De nouveaux profils de dirigeants émergent au Maroc

De nouveaux profils de dirigeants émergent au Maroc

Au Maroc, plus des trois quarts des décideurs interrogés lors d’une enquête menée par l’IFOP pour le compte de la CGEM se déclarent optimistes. 81% d’entre eux le sont pour leurs secteurs et 82% pour leurs propres entreprises. En dépit de l’impact de la conjoncture économique internationale, la proportion des dirigeants pronostiquant une amélioration de la situation financière de leurs entreprises dans les trois prochains mois culmine à 43% au moment où le taux de dégradation est de 9%. Pareillement, une forte confiance à l’égard de la politique économique du gouvernement a été sentie notamment par les dirigeants des TPE et PME.  Des jugements favorables ont été recueillis en faveur des actions économiques du gouvernement.

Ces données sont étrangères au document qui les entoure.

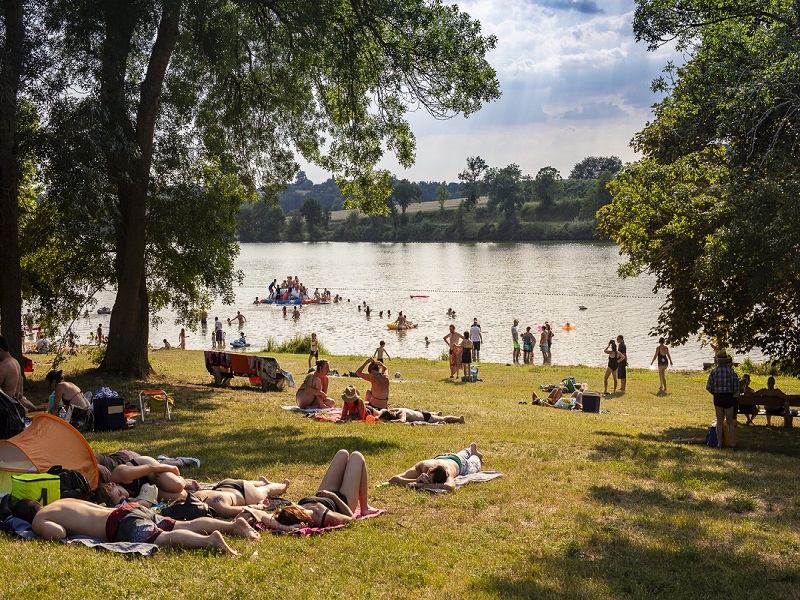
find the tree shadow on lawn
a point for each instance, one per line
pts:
(669, 530)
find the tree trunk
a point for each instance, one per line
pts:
(130, 319)
(10, 75)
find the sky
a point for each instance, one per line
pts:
(574, 83)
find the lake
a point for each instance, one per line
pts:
(497, 283)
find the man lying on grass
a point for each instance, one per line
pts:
(128, 523)
(440, 472)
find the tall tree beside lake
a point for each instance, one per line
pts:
(711, 209)
(218, 95)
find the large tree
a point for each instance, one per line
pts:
(711, 209)
(217, 96)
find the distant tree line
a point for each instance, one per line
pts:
(520, 207)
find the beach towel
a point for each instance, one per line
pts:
(304, 531)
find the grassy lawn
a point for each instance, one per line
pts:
(591, 505)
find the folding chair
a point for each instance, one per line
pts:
(156, 400)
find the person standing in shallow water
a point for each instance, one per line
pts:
(622, 368)
(664, 359)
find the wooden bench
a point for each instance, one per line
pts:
(786, 403)
(260, 370)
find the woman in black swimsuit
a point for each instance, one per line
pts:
(343, 488)
(664, 359)
(614, 358)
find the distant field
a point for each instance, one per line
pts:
(341, 215)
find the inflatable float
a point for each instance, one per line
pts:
(396, 327)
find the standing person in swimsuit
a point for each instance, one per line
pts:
(343, 489)
(441, 471)
(128, 523)
(622, 367)
(314, 391)
(452, 339)
(377, 396)
(466, 354)
(229, 495)
(527, 346)
(664, 359)
(614, 358)
(313, 354)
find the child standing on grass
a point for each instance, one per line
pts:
(380, 352)
(313, 353)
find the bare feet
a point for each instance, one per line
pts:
(243, 529)
(217, 541)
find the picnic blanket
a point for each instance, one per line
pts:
(304, 531)
(24, 530)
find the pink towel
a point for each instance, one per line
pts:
(312, 530)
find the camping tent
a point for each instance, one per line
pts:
(46, 442)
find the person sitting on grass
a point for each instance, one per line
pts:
(378, 395)
(229, 495)
(313, 393)
(343, 488)
(771, 392)
(353, 408)
(440, 471)
(408, 415)
(128, 523)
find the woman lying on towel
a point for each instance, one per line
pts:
(408, 415)
(229, 495)
(343, 488)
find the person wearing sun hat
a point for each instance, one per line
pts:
(354, 407)
(723, 383)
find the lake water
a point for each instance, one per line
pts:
(497, 283)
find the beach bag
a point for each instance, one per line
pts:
(42, 487)
(12, 416)
(73, 483)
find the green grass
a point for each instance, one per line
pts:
(591, 505)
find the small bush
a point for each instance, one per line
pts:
(296, 345)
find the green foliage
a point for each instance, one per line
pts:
(472, 182)
(592, 166)
(548, 185)
(297, 345)
(710, 210)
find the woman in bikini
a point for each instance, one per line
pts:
(229, 496)
(66, 392)
(664, 359)
(343, 488)
(377, 396)
(314, 391)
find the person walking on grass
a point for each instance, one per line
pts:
(723, 384)
(622, 367)
(664, 359)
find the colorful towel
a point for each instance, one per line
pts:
(312, 530)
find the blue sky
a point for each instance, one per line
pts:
(574, 83)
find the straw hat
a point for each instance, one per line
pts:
(350, 394)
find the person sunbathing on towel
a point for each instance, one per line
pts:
(128, 523)
(131, 470)
(342, 489)
(229, 495)
(441, 471)
(313, 393)
(408, 415)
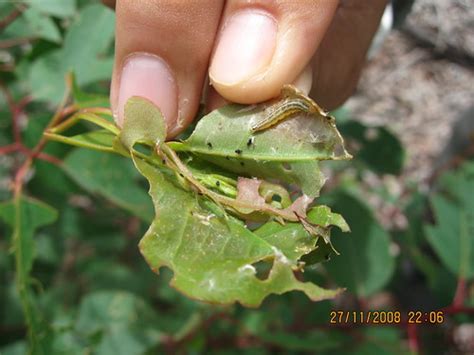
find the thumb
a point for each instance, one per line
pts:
(263, 45)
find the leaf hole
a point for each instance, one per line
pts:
(263, 268)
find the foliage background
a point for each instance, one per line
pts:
(77, 218)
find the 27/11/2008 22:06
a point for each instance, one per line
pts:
(386, 317)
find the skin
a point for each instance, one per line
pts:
(319, 45)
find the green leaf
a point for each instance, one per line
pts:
(293, 240)
(34, 24)
(126, 324)
(25, 215)
(84, 99)
(110, 176)
(58, 8)
(365, 264)
(212, 257)
(228, 130)
(85, 45)
(288, 152)
(143, 123)
(376, 147)
(452, 237)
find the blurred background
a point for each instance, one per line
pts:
(408, 196)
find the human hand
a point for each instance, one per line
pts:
(250, 49)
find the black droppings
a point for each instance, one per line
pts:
(276, 198)
(250, 142)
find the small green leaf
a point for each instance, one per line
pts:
(143, 123)
(62, 8)
(452, 237)
(365, 264)
(84, 100)
(378, 148)
(34, 24)
(84, 53)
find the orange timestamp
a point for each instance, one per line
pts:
(386, 317)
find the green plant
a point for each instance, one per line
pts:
(85, 287)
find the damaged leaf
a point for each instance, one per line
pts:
(209, 190)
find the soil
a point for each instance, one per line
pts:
(420, 84)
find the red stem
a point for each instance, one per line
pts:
(413, 341)
(459, 296)
(10, 148)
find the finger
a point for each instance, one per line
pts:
(342, 53)
(265, 44)
(162, 53)
(302, 82)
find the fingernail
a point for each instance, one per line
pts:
(148, 76)
(245, 47)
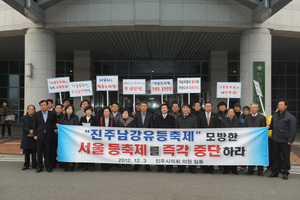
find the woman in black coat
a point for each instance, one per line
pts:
(69, 118)
(28, 144)
(89, 120)
(125, 121)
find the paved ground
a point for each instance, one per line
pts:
(17, 184)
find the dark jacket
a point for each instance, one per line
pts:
(168, 122)
(148, 120)
(111, 122)
(284, 127)
(227, 123)
(129, 123)
(73, 120)
(260, 121)
(93, 121)
(3, 113)
(41, 129)
(27, 125)
(198, 115)
(213, 123)
(189, 121)
(222, 115)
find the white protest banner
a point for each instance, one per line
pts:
(257, 88)
(229, 90)
(226, 146)
(189, 85)
(56, 85)
(81, 88)
(134, 86)
(163, 86)
(107, 83)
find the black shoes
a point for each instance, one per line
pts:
(273, 175)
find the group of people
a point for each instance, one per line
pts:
(40, 130)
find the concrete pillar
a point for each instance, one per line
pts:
(255, 46)
(40, 52)
(82, 72)
(218, 73)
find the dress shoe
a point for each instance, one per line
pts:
(38, 170)
(273, 175)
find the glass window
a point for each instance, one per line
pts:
(278, 82)
(97, 68)
(14, 81)
(14, 67)
(60, 67)
(291, 82)
(291, 68)
(3, 80)
(278, 68)
(204, 68)
(3, 67)
(69, 67)
(233, 68)
(291, 93)
(278, 93)
(3, 92)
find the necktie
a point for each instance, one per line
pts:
(208, 119)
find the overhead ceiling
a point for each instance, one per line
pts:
(150, 46)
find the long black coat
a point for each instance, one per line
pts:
(72, 121)
(148, 123)
(27, 125)
(189, 121)
(214, 121)
(227, 123)
(93, 121)
(160, 122)
(39, 126)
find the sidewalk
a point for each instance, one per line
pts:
(11, 146)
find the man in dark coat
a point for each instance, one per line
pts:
(164, 121)
(230, 122)
(28, 144)
(143, 119)
(43, 127)
(197, 112)
(284, 126)
(186, 120)
(58, 115)
(255, 120)
(209, 120)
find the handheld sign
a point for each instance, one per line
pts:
(162, 86)
(58, 85)
(81, 88)
(134, 86)
(107, 83)
(259, 94)
(189, 85)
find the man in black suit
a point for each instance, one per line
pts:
(255, 120)
(43, 127)
(186, 120)
(209, 119)
(143, 119)
(164, 121)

Ces résultats ont été dévoilés avec la mise en plus du premier baromètre de conjoncture des entreprises marocaines avec la Confédération générale des entreprises du Maroc (CGEM). Cette mesure tend à fournir des chiffres transparents par le biais d’un sondage professionnel. «C’est une démarche scientifique présentée sous forme d’enquête qui se renouvellera trimestriellement. Et ce, dans le but de mesurer l’opinion des opérateurs du champ économique national et de pouvoir agir adéquatement auprès des pouvoirs publics», dénote Moulay Hafid Elalamy, président de la CGEM, lors de la conférence de presse tenue mercredi 15 avril à cet égard. Le baromètre présente ainsi le résultat d’une étude réalisée par l’Institut français d’opinion publique (IFOP) pour un coût  de 240.000 euros répartis en 4 vagues par an. Cette étude a ciblé un échantillonnage de 601 dirigeants d’entreprises nationales. Méthodologiquement, la représentativité a été assurée par «quotas» après stratification par taille d’entreprise et région. Les investigations, qui se sont déroulées par voie téléphonique du 11 au 25 mars 2009, ont mis le point sur un nouveau profil de dirigeants qui est à la fois «optimiste, réaliste et combatif». Selon M. Elalamy, «cette attitude inspire confiance et est perçue comme une réforme à la fois obligatoire et adaptée à la situation économique nationale». En faisant une lecture des chiffres attribués, il en ressort que 60% des patrons questionnés maîtrisent convenablement les grandes orientations socio-économiques marocaines. En dépit du positivisme massif, l’étude ne masque pas les craintes face à la crise actuelle. 27% redoutent une aggravation de la crise économique. Par conséquent, plusieurs segments y sont préoccupés, à savoir les dirigeants d’entreprise des secteurs du commerce, du textile, de l’industrie ainsi que des structures de 50 à 249 salariés.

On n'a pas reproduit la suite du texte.